Shortly after we settled into the apartment, an Iranian named Rashid stopped by for a visit. Rashid had the sickly, anemic look that I would soon come to associate with asylum seekers who languished in that place for two months or more—a combination of malnourishment and psychological fatigue. As he collapsed into a chair, elbows propped on knees, chin propped on palm, he seemed to lack even the most basic gravity-resisting vigor. After a month in Ja
karta, Rashid told me, he got aboard a boat bound for Christmas Island. The engine promptly failed, leaving them adrift for days. In lieu of a bilge pump, Rashid and the other men had to use buckets to bail out the water splashing into the hull and seeping through its wooden planks. They ran out of food and water. People might have begun succumbing to dehydration if the tide hadn’t carried them to a remote island. There they were arrested and obliged to pay the Indonesian police before they could be freed.
“We came back to this place,” Rashid said. “The smuggler said, ‘Don’t worry, we will take you again soon.’”

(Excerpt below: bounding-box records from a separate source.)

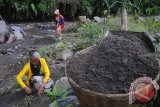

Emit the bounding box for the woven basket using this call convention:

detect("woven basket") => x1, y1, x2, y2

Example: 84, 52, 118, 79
78, 16, 86, 22
68, 78, 139, 107
66, 31, 155, 107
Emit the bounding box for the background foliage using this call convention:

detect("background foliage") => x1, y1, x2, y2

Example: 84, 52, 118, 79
0, 0, 160, 21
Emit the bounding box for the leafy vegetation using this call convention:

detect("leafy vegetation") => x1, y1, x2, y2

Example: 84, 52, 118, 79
0, 0, 160, 21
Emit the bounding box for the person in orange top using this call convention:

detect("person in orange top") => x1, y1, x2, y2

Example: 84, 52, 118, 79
16, 50, 53, 95
54, 9, 64, 39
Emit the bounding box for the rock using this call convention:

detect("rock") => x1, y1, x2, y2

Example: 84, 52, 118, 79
94, 16, 105, 23
24, 25, 33, 29
53, 77, 71, 96
149, 37, 156, 43
0, 20, 8, 43
13, 31, 23, 40
29, 95, 51, 107
49, 62, 66, 81
62, 49, 73, 60
138, 16, 145, 21
0, 76, 16, 95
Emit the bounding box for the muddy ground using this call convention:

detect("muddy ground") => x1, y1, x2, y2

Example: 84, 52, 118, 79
66, 32, 159, 94
0, 23, 72, 107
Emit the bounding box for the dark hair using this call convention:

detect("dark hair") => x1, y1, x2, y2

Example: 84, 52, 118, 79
29, 49, 39, 59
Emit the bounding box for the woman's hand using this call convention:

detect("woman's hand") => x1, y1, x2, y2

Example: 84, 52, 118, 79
38, 83, 45, 96
24, 86, 32, 94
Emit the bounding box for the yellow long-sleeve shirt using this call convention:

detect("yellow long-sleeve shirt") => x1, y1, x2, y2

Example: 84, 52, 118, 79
16, 58, 50, 88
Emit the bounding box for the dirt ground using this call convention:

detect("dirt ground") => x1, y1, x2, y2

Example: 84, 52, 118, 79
0, 23, 67, 107
66, 32, 159, 94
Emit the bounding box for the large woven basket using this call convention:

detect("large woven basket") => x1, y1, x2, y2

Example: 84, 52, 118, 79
66, 31, 155, 107
68, 77, 139, 107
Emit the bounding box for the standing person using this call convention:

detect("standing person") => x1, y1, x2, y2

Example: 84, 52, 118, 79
16, 50, 53, 95
54, 9, 64, 40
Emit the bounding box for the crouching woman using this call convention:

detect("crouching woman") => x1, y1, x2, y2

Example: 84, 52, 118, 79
16, 50, 53, 95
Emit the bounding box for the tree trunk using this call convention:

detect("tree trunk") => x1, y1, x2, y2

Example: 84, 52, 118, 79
121, 8, 128, 31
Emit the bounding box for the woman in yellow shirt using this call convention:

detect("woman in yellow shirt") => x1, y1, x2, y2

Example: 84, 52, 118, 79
16, 50, 50, 95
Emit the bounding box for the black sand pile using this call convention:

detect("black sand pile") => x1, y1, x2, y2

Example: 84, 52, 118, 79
66, 32, 159, 94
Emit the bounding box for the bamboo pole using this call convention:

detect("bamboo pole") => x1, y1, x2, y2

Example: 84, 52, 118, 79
121, 8, 128, 31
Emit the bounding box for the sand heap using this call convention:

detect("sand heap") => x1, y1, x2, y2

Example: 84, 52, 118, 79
66, 32, 159, 94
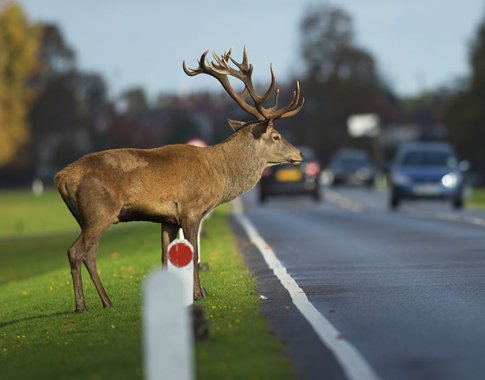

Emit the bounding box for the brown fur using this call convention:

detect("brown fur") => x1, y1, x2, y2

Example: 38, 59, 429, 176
55, 121, 302, 312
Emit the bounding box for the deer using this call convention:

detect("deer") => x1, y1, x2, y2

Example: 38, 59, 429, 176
54, 48, 304, 312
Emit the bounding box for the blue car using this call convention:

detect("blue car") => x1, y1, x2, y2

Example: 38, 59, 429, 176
389, 143, 467, 209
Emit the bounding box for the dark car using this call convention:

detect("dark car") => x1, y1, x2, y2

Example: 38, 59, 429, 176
259, 147, 320, 203
389, 143, 467, 209
325, 148, 375, 186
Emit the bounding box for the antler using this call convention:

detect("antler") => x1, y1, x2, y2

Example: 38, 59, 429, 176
183, 48, 304, 120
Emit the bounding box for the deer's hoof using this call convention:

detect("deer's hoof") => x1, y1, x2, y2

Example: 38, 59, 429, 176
194, 288, 205, 301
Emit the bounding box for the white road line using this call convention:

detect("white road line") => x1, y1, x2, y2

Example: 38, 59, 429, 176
233, 199, 379, 380
406, 210, 485, 227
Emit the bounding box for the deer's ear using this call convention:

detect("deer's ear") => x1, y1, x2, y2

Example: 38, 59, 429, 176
251, 122, 272, 140
227, 119, 246, 132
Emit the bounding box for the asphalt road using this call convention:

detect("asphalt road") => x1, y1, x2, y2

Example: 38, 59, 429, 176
236, 188, 485, 380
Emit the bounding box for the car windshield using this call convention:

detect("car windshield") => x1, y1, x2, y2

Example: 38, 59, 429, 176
333, 151, 370, 166
399, 150, 456, 168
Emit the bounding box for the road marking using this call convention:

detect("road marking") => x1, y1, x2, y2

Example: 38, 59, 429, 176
406, 210, 485, 227
233, 198, 379, 380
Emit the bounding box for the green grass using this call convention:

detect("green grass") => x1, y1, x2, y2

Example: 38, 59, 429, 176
0, 192, 293, 380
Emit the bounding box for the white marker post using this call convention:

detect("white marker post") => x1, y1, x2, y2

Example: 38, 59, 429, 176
167, 239, 194, 306
143, 270, 194, 380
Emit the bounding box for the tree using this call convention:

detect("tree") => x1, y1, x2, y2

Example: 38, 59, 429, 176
298, 4, 398, 165
29, 24, 106, 179
0, 2, 40, 167
444, 12, 485, 175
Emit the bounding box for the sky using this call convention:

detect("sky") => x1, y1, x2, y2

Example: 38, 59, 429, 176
19, 0, 485, 97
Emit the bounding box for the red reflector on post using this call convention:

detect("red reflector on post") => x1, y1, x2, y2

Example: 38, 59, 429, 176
168, 240, 193, 268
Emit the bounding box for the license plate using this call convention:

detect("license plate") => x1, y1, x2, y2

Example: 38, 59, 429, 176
276, 169, 302, 182
413, 184, 441, 195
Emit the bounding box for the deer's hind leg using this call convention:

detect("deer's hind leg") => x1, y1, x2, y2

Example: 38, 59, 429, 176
68, 179, 119, 312
161, 223, 180, 267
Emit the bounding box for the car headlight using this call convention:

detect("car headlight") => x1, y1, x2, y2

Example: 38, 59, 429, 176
392, 173, 412, 185
441, 173, 460, 187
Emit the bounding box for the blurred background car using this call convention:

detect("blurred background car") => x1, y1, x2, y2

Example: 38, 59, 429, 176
324, 148, 375, 187
259, 147, 321, 203
389, 142, 469, 209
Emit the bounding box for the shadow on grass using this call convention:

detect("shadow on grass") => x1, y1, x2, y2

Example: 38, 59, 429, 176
0, 311, 73, 329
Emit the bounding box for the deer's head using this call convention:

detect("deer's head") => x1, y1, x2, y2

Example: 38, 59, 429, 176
183, 48, 304, 165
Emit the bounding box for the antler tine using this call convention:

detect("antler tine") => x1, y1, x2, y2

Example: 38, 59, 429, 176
275, 81, 305, 119
183, 47, 304, 120
182, 50, 209, 77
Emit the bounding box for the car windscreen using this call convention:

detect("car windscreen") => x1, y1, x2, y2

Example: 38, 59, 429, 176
398, 150, 457, 168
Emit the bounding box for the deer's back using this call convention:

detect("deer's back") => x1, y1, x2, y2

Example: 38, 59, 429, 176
56, 145, 222, 218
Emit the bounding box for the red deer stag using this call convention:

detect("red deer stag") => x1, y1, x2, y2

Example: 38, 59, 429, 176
55, 50, 303, 312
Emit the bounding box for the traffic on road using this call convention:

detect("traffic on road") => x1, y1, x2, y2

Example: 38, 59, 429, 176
237, 187, 485, 379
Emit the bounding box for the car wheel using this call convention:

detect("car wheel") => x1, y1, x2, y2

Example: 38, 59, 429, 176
452, 198, 464, 210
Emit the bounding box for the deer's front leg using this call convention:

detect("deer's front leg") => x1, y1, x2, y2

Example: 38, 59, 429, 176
182, 218, 205, 301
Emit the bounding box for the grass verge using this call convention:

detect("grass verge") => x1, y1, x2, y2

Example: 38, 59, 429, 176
0, 193, 292, 380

I glanced at Joel. Over the phone, while we were in Kabul, Hajji Sahib urged us to get to Jakarta as soon as possible, saying the next boat was ready to depart.
“Our smuggler told us we were leaving tomorrow,” I said.
Rashid laughed. “Yes, they say that.”
The waiting was brutal: doing nothing became the most onerous of chores. The fact that your smuggler could call at any time, day or night, meant that you were forever suspended in a state of high alert. It also meant you couldn’t venture far. Most of the asylum seekers, additionally fearful of police, never left the building. Generally, they spent their days sleeping as much as possible, smoking cigarettes, and rotating through one another’s rooms—for a change of scenery, presumably, though they were all identical. Everyone was broke, and meals, in our apartment anyway, consisted of instant noodles, once or twice a day, on occasion served with bread. To sleep, Youssef, Anoush, and Shahla shared one of the two beds, while Joel and I alternated between the other and a thin mattress on the floor. Mattress nights were coveted, because it lay at the foot of the refrigerator, which you could open for a brief but glorious breath of cool air when you woke drenched in sweat, and because, compared with the bed, it was relatively free of fleas.